If $A=\begin{bmatrix} 1 & 2 \\ 5 & 4 \end{bmatrix}$, find a non singular matrix $P$ such that $P^{-1}AP=\begin{bmatrix} 6 & 0 \\ 0 & -1\end{bmatrix}$.
I let $P=\begin{bmatrix}a & b \\ c & d\end{bmatrix}$, so that $P^{-1}=\dfrac{1}{ad-bc}\begin{bmatrix} d & -b \\ -c & a \end{bmatrix}$ and I put it in the equation, but as expected, it will get tedious because of two degree terms. I couldn't think of any other method to solve it. I then tried to pre-muliply with $P$ in the equation to get $AP=P\begin{bmatrix} 6 & 0 \\ 0 & -1\end{bmatrix}$ and then letting again $P=\begin{bmatrix}a & b \\ c & d\end{bmatrix}$, but here though I am getting simple linear equations, but they are only two instead of four, namely $5a=2c$ and $b=-d$. So, this too fails.
I wanted to express $P$ solely in terms of $A$, $A^{-1}$ by some kind of manipulation in the original equation but couldn't think of any. I am sure there would exist a simple method for this. So, any hints?
Best Answer
Notice that $A$ has eigenvalues $\lambda_1=6$ and $\lambda_2=-1$. This suggests proceeding by diagonalizing $A$. For a $n\times n$ matrix $A$, if one has eigenvalues $\lambda_1,\lambda_2,\dots,\lambda_n$ (they don't have to be distinct) with $n$ linearly independent eigenvectors, then one has that $$\begin{bmatrix} \lambda_1 & 0 & \cdots & 0 \\ 0 & \lambda_2 & \cdots & 0 \\ \vdots & \vdots & \ddots & \vdots \\ 0 & 0 & \cdots & \lambda_n \end{bmatrix}=P^{-1}AP,$$ where $P=\begin{bmatrix} \mathbf{v}_1 & \mathbf{v}_2 & \cdots & \mathbf{v}_n \end{bmatrix}$ is a matrix consisting of eigenvectors $\mathbf{v}_1,\mathbf{v}_2,\dots,\mathbf{v}_n$ corresponding to $\lambda_1, \lambda_2,\dots,\lambda_n$ respectively.
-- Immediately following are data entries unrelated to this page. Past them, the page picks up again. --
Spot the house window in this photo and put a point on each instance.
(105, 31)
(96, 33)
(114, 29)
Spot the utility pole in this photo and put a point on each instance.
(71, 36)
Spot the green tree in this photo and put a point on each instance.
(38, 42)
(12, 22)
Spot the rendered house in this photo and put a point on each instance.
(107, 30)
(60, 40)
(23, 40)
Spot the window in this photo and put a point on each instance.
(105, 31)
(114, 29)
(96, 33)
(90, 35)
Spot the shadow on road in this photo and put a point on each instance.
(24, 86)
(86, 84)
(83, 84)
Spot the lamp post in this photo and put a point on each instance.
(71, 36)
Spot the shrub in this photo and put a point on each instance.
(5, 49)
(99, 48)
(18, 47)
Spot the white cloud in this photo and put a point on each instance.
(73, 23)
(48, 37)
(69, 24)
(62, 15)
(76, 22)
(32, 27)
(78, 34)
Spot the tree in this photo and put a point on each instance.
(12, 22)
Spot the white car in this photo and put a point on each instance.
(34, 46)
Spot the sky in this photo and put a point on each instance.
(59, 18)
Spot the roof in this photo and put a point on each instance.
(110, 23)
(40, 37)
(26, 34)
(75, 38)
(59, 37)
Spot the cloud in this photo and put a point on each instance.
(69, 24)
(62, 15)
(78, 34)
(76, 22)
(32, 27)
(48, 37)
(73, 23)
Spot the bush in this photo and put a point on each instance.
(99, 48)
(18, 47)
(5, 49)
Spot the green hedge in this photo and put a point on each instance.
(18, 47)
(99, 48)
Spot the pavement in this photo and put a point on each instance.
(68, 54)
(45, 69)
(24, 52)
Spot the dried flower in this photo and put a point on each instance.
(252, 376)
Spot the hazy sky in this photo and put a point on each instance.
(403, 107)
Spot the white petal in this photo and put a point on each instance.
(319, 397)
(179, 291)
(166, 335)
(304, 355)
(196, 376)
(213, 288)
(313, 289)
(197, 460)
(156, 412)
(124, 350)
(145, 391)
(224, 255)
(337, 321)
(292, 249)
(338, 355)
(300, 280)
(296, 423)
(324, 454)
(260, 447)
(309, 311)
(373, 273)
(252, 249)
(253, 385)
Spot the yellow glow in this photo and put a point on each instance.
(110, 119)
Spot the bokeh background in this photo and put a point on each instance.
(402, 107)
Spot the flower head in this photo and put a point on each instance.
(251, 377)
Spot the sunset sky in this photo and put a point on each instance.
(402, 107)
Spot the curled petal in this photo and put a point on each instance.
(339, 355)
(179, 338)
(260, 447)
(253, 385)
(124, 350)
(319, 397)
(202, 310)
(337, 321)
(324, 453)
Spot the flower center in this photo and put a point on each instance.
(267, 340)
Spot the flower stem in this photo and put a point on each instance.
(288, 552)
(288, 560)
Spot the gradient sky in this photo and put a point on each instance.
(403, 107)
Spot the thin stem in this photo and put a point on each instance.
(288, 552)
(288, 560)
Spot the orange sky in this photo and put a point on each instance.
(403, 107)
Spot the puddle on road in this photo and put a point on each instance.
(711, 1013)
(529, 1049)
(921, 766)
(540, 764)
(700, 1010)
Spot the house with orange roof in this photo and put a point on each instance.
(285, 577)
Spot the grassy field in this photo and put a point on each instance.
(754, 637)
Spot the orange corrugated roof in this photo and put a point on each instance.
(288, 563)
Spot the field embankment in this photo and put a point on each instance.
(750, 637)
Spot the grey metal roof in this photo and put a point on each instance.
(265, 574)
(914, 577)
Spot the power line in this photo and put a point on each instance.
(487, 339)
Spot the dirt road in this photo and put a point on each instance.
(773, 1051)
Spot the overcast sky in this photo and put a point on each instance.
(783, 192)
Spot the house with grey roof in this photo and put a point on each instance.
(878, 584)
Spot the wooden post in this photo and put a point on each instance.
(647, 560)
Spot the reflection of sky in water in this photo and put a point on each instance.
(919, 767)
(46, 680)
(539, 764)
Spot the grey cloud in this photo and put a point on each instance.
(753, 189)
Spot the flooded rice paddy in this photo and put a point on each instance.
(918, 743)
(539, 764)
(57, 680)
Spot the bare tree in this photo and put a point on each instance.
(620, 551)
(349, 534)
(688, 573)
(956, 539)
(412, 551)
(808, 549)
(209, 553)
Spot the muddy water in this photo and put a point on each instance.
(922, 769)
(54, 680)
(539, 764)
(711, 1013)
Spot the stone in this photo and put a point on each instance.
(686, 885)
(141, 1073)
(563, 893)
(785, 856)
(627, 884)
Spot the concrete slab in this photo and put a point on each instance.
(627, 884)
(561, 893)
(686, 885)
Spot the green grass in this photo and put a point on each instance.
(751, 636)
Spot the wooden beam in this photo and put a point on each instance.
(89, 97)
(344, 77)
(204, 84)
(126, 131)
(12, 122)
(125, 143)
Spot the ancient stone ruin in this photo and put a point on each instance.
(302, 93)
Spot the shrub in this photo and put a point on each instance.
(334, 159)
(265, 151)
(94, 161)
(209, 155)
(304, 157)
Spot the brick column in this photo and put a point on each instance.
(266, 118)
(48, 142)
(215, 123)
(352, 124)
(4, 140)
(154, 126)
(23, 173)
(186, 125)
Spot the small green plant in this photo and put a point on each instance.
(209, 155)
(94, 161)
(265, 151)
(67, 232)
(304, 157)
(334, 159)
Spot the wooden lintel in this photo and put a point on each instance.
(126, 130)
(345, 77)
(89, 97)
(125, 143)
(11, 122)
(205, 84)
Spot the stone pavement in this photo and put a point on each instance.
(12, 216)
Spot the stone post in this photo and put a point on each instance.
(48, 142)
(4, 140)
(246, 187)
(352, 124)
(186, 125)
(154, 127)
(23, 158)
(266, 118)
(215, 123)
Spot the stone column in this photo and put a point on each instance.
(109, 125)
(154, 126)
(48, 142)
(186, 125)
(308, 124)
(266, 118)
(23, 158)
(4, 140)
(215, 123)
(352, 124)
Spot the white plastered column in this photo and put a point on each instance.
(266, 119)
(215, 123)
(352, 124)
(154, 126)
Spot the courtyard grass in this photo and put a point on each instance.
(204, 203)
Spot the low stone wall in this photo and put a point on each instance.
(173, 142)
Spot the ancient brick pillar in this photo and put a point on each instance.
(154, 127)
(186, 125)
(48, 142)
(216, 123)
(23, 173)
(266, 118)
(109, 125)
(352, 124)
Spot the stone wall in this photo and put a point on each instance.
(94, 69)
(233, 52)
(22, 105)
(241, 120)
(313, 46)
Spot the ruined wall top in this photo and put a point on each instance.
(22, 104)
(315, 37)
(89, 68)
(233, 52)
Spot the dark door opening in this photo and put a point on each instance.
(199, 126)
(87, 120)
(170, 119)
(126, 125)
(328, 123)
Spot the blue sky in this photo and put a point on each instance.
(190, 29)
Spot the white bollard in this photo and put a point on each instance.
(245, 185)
Hence, for our specific problem, we have that (this is one specific choice of eigenvectors, one could also take any non-zero scalar multiple) $$\mathbf{v}_1=\begin{bmatrix} 2 \\ 5 \end{bmatrix},\quad \mathbf{v}_2=\begin{bmatrix} -1 \\ 1 \end{bmatrix}.$$ Hence a possible matrix $P$ is given by $$P=\begin{bmatrix} 2 & -1 \\ 5 & 1 \end{bmatrix}.$$
Alternatively, proceeding by your method, you obtained the linear system (which was done correctly) $$\begin{cases} 5a=2c, \\ b=-d, \end{cases}$$ which has infinitely many solutions (it is a consistent linear system of nullity $2$), but if you fix for instance $c=5$ and $d=1$, you will get the same $P$ I have obtained. In fact, you could pick $P$ to be any matrix of the form (you can obtain this by fixing $c=\alpha$ and $d=\beta$) $$P=\begin{bmatrix} 2\alpha & -\beta \\ 5\alpha & \beta \end{bmatrix},$$ where $\alpha,\beta\neq 0$.